A column by the Daily Mirror’s “Fleet Street Fox” (Susie Boniface) says that climate change could “kill off” US president Donald Trump. She writes: “You may not believe in man-made climate change, but the climate is nevertheless changing. You might not like intervention in other nations’ affairs, but if you let them fail their problems will become yours. Perhaps you object to the free movement of people, but there’s more of them than you. If things get bad enough, the ‘crisis’ of the past few years will look like a trickle”.
Science.
A new study uses a combination of observations and model simulations to estimate physical and chemical changes in the Southern Ocean over the last two decades. The researchers identify a number of changes, including “local warming of over 3C” and “deoxygenation along the Antarctic coast”. An accompanying News & Views article notes the study shows “that warming, deoxygenation, acidification, and increases in ocean carbon content and nutrients can be explained by two main processes: the poleward shift and intensification of westerly winds, and increased melting of the Antarctic ice sheet”.

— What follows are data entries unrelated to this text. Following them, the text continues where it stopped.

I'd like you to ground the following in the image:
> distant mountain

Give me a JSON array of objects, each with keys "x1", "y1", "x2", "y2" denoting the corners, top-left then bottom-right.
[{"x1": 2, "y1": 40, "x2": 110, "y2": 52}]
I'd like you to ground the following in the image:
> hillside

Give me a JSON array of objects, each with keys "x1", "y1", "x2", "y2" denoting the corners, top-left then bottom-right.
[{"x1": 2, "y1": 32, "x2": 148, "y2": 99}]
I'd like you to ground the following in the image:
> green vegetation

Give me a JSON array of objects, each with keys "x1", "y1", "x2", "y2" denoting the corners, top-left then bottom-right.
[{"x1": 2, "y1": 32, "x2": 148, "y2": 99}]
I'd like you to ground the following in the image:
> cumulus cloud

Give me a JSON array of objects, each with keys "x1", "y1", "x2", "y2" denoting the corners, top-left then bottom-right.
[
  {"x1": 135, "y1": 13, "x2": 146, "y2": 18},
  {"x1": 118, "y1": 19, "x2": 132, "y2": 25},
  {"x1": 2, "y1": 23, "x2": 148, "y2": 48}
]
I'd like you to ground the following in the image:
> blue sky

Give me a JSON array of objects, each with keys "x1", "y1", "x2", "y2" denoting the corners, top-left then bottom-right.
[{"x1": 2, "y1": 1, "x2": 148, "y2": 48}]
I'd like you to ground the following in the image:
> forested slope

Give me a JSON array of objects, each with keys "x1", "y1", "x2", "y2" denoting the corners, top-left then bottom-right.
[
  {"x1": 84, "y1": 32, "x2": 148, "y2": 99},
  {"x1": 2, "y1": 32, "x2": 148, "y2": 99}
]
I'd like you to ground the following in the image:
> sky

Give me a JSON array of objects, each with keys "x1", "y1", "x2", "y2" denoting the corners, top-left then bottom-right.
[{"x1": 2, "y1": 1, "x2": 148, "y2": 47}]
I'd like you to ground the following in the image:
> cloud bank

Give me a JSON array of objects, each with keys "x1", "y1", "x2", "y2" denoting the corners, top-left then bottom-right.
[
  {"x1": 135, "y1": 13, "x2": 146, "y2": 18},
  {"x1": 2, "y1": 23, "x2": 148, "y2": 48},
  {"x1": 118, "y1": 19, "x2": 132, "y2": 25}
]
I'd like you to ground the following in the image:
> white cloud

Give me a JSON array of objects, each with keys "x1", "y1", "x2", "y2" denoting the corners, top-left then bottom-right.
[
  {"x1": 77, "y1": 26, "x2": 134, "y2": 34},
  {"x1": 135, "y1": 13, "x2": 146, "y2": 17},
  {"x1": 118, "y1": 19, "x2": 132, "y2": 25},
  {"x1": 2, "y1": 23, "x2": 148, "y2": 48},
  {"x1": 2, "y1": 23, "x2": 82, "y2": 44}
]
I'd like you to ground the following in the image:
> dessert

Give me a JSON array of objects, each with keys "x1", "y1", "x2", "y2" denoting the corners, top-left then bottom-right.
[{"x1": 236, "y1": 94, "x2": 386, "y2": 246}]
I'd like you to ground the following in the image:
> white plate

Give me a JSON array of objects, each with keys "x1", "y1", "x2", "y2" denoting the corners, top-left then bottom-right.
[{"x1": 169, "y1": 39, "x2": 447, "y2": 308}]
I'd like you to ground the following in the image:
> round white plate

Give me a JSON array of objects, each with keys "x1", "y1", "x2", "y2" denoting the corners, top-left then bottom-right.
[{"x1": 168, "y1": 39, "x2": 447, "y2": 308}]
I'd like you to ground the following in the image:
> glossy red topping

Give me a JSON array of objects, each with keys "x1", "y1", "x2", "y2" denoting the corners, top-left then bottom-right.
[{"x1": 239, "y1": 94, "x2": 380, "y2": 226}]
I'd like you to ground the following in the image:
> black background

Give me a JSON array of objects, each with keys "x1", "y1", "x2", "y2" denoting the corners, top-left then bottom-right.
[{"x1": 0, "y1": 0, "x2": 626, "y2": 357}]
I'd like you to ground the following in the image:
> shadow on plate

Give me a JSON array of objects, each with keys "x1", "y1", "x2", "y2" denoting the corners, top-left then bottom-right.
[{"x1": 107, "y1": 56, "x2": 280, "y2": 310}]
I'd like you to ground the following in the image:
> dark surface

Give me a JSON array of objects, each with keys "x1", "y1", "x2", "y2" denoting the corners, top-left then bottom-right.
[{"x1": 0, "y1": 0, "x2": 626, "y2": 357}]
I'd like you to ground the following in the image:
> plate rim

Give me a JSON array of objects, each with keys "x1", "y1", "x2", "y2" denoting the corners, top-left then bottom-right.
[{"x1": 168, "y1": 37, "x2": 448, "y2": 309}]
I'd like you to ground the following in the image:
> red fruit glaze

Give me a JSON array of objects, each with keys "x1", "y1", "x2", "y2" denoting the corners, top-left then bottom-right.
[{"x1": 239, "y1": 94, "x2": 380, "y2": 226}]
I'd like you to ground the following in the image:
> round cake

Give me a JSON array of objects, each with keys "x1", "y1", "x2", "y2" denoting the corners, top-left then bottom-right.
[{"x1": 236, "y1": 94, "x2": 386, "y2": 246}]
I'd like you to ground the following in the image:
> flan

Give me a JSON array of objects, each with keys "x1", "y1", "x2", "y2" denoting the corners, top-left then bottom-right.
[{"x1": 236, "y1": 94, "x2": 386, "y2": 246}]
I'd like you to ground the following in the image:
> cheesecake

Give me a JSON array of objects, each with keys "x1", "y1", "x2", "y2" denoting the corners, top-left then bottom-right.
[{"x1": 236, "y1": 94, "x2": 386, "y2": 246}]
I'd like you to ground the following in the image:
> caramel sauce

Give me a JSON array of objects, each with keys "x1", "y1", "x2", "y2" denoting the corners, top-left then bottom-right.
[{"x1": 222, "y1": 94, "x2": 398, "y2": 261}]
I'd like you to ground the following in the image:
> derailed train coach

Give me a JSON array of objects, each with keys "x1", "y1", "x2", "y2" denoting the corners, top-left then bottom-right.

Water levels in the Ganges–Brahmaputra–Meghna delta have increased by around 3mm per year over the past 45 years, a new study says, which is faster than the 2mm per year of global average sea level rise. Using an “unprecedented set of 101 water-level gauges across the delta”, the researchers reconstruct changes in water level over 1968 to 2012. The combination of land subsidence and sea level rise “could double the projected sea level rise”, the study also finds, “making it reach 85 to 140cm across the delta” by 2100 under the RCP4.5 emissions scenario.
A new paper presents “the first mean ocean temperature record” for the global ocean during the Last Interglacial period 129-116 thousand years ago (ka). The record, developed from noble gas measurements in ice cores, shows that the average ocean temperature “reached its maximum value of 1.1C warmer-than-modern values at the end of the penultimate deglaciation at 129 ka”. This resulted in around 0.7m of thermosteric sea-level rise relative to present level, the researchers note. The maximum in ocean heat content “was a transient feature”, the study finds, adding: “Mean ocean temperature decreased in the first several thousand years of the interglacial and achieved a stable, comparable-to-modern value by ~127 ka.”